Major League Baseball Players Alumni Association
- Company type: Non-profit
- Industry: Major League Baseball
- Founded: 1982 (44 years ago)
- Founder: Chuck Hinton
- Key people: Jim Thome (president)
- Website: www.mlb.com/mlbpaa

= Major League Baseball Players Alumni Association =

U.S. non-profit organization

The Major League Baseball Players Alumni Association (MLBPAA) is a 501(c)(3) non-profit organization created in 1982 by former Washington Senators player Chuck Hinton to promote the game of baseball, raise money for charities, inspire and educate youth through positive sport images, and protect the dignity of the game through former players. It has also become a central point for former MLB players to keep in contact with each other and connect with current players. Its current president is Jim Thome.

==About the Organization==
The MLBPAA is headquartered in Colorado Springs, Colorado, and currently has more than 7,500 members: current and former major league players, umpires, managers, coaches, and front-office personnel, and fans. Through its charitable efforts, the MLBPAA has raised $42 million for both local and national charities including, but not limited to Children's Hospitals, American Diabetes Association, Boys and Girls Clubs, Cystic Fibrosis Foundation, Special Olympics, Leukemia Society of America, the Salvation Army, Meals on Wheels and Little League Baseball.

==Legends for Youth Clinics==
The Legends for Youth Clinic Series teaches young ballplayers (ages 6 to 16) the fundamentals of the game in a multi-station format, and stresses the importance of education to help kids recognize they have the ability to make positive decisions. Since the program's inception, the Legends for Youth clinics have reached more than 150,000 children across the United States, Europe, Dominican Republic, Venezuela, Puerto Rico, Nicaragua, and the US Virgin Islands.

==Swing with the Legends Golf Series==
Created in 1984, these charity golf events have featured many well-known baseball players. These golf events have raised more than $80 million for charities.
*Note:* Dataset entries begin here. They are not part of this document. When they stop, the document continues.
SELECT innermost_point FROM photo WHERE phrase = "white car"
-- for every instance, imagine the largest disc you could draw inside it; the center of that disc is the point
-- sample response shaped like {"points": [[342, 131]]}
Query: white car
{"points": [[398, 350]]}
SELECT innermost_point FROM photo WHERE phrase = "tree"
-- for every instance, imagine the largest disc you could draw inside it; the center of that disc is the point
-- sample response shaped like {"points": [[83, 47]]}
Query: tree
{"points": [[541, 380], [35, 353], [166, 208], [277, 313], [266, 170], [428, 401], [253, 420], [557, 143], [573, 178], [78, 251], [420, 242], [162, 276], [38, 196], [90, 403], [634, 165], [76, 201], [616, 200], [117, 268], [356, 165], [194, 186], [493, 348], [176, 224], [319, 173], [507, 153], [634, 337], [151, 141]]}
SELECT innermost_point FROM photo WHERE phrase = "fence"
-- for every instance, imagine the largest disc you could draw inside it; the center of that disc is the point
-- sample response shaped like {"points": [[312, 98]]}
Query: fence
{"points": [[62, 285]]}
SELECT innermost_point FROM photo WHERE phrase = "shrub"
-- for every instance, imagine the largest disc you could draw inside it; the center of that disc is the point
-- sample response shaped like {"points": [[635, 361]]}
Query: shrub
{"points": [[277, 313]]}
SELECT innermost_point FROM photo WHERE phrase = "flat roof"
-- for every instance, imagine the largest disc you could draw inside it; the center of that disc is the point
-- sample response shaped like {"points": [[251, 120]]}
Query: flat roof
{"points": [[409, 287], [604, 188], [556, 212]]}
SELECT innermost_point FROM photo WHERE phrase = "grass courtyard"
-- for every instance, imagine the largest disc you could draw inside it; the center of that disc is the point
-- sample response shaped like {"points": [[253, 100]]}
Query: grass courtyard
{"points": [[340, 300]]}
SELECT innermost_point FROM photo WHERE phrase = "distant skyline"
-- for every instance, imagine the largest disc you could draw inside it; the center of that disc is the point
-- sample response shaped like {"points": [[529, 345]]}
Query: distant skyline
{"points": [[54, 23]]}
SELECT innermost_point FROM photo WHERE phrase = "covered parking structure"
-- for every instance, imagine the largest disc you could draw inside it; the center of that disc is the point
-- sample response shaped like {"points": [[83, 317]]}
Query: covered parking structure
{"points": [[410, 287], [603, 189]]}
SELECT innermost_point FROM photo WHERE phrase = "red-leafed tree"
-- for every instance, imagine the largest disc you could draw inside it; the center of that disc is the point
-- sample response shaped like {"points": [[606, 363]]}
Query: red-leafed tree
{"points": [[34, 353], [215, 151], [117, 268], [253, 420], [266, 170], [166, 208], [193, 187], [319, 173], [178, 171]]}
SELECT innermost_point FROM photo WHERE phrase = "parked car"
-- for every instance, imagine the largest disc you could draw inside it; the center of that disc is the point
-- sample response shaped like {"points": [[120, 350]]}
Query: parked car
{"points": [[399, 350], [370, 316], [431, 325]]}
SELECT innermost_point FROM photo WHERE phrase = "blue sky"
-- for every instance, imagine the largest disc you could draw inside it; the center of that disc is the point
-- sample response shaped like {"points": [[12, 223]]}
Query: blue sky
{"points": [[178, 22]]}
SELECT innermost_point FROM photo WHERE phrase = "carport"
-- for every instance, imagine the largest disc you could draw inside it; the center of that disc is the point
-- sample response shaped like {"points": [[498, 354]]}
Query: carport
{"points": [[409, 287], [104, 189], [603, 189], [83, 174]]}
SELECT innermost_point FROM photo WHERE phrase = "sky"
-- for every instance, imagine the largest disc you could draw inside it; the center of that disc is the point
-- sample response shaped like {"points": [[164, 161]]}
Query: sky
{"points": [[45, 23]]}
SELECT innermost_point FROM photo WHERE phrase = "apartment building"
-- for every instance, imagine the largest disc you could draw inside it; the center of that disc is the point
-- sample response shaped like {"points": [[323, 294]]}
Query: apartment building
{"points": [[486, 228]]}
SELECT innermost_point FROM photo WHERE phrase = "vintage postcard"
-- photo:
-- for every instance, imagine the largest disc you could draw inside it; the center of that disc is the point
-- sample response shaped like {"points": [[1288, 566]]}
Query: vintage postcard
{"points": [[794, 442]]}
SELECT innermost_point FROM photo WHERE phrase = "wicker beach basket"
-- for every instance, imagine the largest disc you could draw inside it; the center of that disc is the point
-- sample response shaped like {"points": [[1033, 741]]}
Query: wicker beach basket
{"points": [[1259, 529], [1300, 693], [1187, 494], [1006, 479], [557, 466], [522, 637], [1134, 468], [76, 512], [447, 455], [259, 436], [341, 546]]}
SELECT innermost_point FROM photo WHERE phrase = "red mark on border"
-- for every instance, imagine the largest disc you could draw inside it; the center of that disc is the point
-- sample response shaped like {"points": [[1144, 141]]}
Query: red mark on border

==Legends for Youth Dinner==
The Legends for Youth Dinner is the primary fundraiser for the MLBPAA's Legend for Youth Clinic Series. Established in 1999, the dinner recognizes former players' on- and off-field accomplishments along with their contributions to their communities. Other awards given out at the dinner for current Major League players include the National and American League Pitcher and Player of the Year Awards, the Dick Schaap Memorial Player of the Year Award, and the Heart and Hustle Award.

===Heart & Hustle Award===

The Heart & Hustle Award was created by the MLBPAA in 2005 and is presented annually to the current player who demonstrates a "passion for the game of baseball and best embodies the values, spirit and traditions of the game." The winner is voted on by both alumni and active players and is awarded at the annual Legends for Youth Dinner in New York City.

==Subsidiaries==
To help former players, the MLBPAA wholly owns two for-profit organizations, MLAM (Major League Alumni Marketing) and MLAS (Major League Alumni Services).

===Major League Alumni Marketing===
MLAM was created to gain compensation for former players through endorsements and appearances, while protecting the names and likenesses of the individuals. Players are able to sign a Player Pool Agreement, which is a pool of group licensing and other marketing monies that are annually divided equally among the members. MLAM is separated into two divisions:

Legends Memorabilia Collection (LMC) is one of seven licensed dealers of authentic Major League Baseball memorabilia. LMC was started to fulfill a niche and offer memorabilia signed by any living player who has ever played the game. Throughout the year, LMC hosts numerous private signings with Hall of Famers and many miscellaneous players who have experienced the big leagues. In 2011, LMC sponsored over 100 live auctions at Major League Ball Parks.

Legends Entertainment Group (LEG) actively promotes players through endorsement deals and personal appearances. Since 1999, over $5 million has been paid to the alumni player (80% of these being non-Hall of Fame players).

===Major League Alumni Services===
MLAS strives to broaden membership programs including medical and pension benefits, while providing services outside the non-profit framework for the direct benefit of MLBPAA members such as free heart and lung care for former players, courtesy of Deborah Hospital.